Tuesday, December 13, 2016

The Warren Buffett of Early LA: Mayor Joseph Mascarel

Joseph Mascarel, second French mayor of Los Angeles, on a small information kiosk outside the French Hospital.

Joseph Mascarel was born in the French seaport of Marseille on April 1, 1816. At the tender age of 8 (that's not a typo), he first glimpsed the port of San Pedro while serving as a cabin boy. Legend has it that he swore to one day live in California.

In 1827, 11-year-old Joseph was a cadet on the Jeannette, bound for Hawaii and Tahiti. The Jeannette made a stop in San Pedro, where one of the passengers - Jean-Louis Vignes - did some trading in port before the ship left for Hawaii. (It isn't clear if Vignes and Mascarel became acquainted on this voyage.)

Mascarel continued to sail around the world, working on ships and trading on the side.
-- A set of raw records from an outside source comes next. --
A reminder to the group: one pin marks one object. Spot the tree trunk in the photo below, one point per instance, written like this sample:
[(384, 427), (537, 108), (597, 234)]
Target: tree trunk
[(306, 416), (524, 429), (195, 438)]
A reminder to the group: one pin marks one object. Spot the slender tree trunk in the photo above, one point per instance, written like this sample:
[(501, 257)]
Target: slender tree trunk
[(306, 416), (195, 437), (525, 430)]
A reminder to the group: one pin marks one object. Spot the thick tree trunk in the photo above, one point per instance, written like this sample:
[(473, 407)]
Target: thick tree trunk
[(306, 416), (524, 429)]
By 1844, he had saved enough money to buy the Jeannette. Mascarel, now 28 and the ship's captain, sailed his ship back to San Pedro, sold it, and bought an entire city block with the profits. (Specifically, Main to Los Angeles Streets at Commercial Street - on the northern edge of the original Frenchtown.) He also purchased forty acres of farmland in modern-day Hollywood, north of Gower Street, and grew tomatoes. (It's so funny to think of tomato plants growing along Gower Street today.) Mascarel lived in an old adobe house on Main Street for many years, but don't bother looking for it today...the corner where it once stood is now (drumroll please...) a parking lot adjoining Olvera Street. (The sheer number of Frenchtown sites that have since become parking lots is really beginning to depress me. But I digress.)

Mascarel was accompanied by a friend from Marseille - M. Lemontour. In fact, Mascarel had assisted Lemontour with travel expenses. Lemontour worked for Mascarel until he had paid him back, then moved on to Mexico City (Los Angeles, still a small and sleepy pueblo, wasn't as exciting as Lemontour liked). Many years later, Lemontour had become a wealthy Mexican official, and he met up with his old friend Mascarel to catch up and trade stories.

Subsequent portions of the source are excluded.